Wednesday, March 11, 2009

The Thing On The Fourble Board


In the distant past before television, our remote ancestors used to take breaks from fighting T-Rexes and Pterodactyls to listen to dramatic programs on a crude device called a radio. Radio plays were great vehicles for horror, since they could conjure frightening images using your own imagination (It was also cheaper than special effects). I came along well after the heyday of radio drama, but as a child I used to listen to these programs, recorded onto another archaic device called a cassette. Nowadays, the great programs are easily available for download on the internet, and their typical 25 minute runtime makes them perfect to listen to on the way to and from work.

They are not perfect. The product of a different sensibility, they can be corny and overly melodramatic, and limitations of the medium call for way to much description through dialogue (“Look, Jim! How it pulses and grows! Now it moves toward us.” Unless Jim is blind, you don’t know why he needs the description.). There are still gems to be found there, however.

There were a number of great horror-oriented programs. Lights Out, Everybody, Inner Sanctum, some of Suspense, and many others. One of the better ones was a program which aired on the Mutual Network from 1947 to 1949 called Quiet, Please.

Quiet, Please was the creation of Wyllis Cooper, a writer who had been the original scripter for Lights Out, Everybody, as well as many other classic radio shows. He also wrote the screenplay for Son of Frankenstein. I thought it might be amusing to look at some of his stories.

“The Thing on the Fourble Board*”, which originally aired on August 9, 1948, is one of Quiet, Please’ better known (and better preserved stories. It is told in the form of an interview with a retired oil field roughneck named Porky about some events that happened twenty years previously. It seems the well was digging core samples when it brought up an engraved gold ring – from a mile beneath the surface. The ring was around an invisible (!) rocklike severed finger.

This is a pretty startling discovery, but there is more to come. It seems the rest of the creature was somehow brought to the surface with the sample. Soon men are dead, and the well is permanently abandoned. Not before Porky confronts the invisible creature, however. He uncovers it by splashing it with paint, revealing it a creature with the face of a beautiful girl – and the body of a large spider.

This is an incredible story, but the interviewer is in for an even bigger shock. Wait until Porky’s mysterious “wife” comes out of the kitchen…

The crazy scientific errors and a bit of hokeyness aside, this episode works pretty well. The foley effects of the sounds coming from the creature (something like the shriek of a cat) are especially effective.

If you are interested in this sort of thing, it is easy to find downloads of this episode, and virtually every other old radio program, at multiple places on the internet. They are commonly assumed to be in the public domain, although from time to time there is some controversy about that.


*According to the program, a fourble board is the platform located part way up an oil derrick.

5 comments:

Craig Clarke said...

This is one of the creepiest radio episodes ever. I never saw the ending coming (though I'm afraid you might be giving it away a little in your take). Either way, I love old-time radio. It's a treasure trove of entertainment, and I'd be lost without it.

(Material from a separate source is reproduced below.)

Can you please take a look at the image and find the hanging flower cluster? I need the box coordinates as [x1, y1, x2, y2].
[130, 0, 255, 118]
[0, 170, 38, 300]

From Yours Truly, Johnny Dollar to the Phil Harris-Alice Faye show, from Nightbeat to Gunsmoke, from Lum and Abner to Lights Out, there's something for everybody, and most of it's available for free on the Internet.

(Sorry, I got a little carried away there; can you tell I'm a big fan?)

KentAllard said...

I'm a big fan, too. Probably obvious since I took my screen name from the alter ego of one of radio's signature characters (even if the name was never used on radio). Yeah, I kind of gave it away, but I don't know if anyone will bother to download and listen to it anyway (although they should). I first heard it when I was about ten, late at night, lying in the dark wearing headphones. It haD AN IMPACT.

The Doctor said...

Just listened to this episode at work (the advantage of a non-customer-facing desk job). Great stuff, and now I'm trying to get hold of the rest. It's a pity that some episodes seem irrecoverable.

KentAllard said...

A few years back, it was thought there were only two or three episodes that had survived, but others have been discovered. I think www.archive.org has all the available episodes available as a mass download, and there are a couple of QP sites where they can be individually downloaded. Sound quality varies, unfortunately.

Matt Cowan said...

The guy I write articles for at The Vintage Horror website podcasts a lot of OTR shows. My favorite program of his is The Horror!, where he does a different old horror program each week. He posted this one a year ago or so and it quickly became a favorite of many. There was also one called "The Headless Dead" that was a great one.